In the mid-1960s, the Ae 4/6s began to be replaced in first-line service by their successors, the Ae 6/6. The first out of service withdrawals begin in 1977. Selling the whole class to Südostbahn (SOB) was considered in 1980, but their lack of adhesive weight went against them, compared to a more modern bogie locomotive. The SOB operated heavy biannual pilgrimage trains to Einsiedeln Abbey, using Re 4/4^{III} for the 5% gradients – nearly twice those of the Gotthard.

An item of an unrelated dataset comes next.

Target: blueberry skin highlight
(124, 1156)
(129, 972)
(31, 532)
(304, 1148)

The Ae 4/6 was considered for this as it was powerful enough, but their poor adhesion meant that more Re 4/4^{III} were bought instead.

=== NS 1000 ===
A Dutch class, the NS 1000, were ordered from the same makers but were delayed by the war until 1948. Three were built by SLM, but the remainder were licence-built by Werkspoor in the Netherlands. Although designed as passenger locomotives with a top speed of 160 km/h, they were soon found to be unreliable when used at speed and spent their working lives restricted to 100 km/h and mostly freight services. Despite this, they stayed in service until 1982.

=== Accidents ===
- 10802, 24 December 1947 in Oerlikon.
- 10807 and Ce 6/8^{III}, 27 May 1950 in Maroggia. One of the drivers was killed.
- 10802 and a Be 4/6 No. 12339, May 30, 1954, in Castione. There was a single fatality.
- 10808, 8 August 1958 in Muri (Aargau).
- 10801, 9 July 1965 in Maroggia.

=== Withdrawal ===
After 10801's fire in 1965, it was scrapped.

General withdrawals began with 10802 and 10807 in 1977, then the whole class was withdrawn from 1980 and scrapped at Biasca, the last in 1983.

None were preserved, although one side of a driving cab is preserved in the Museum of Transport at Lucerne.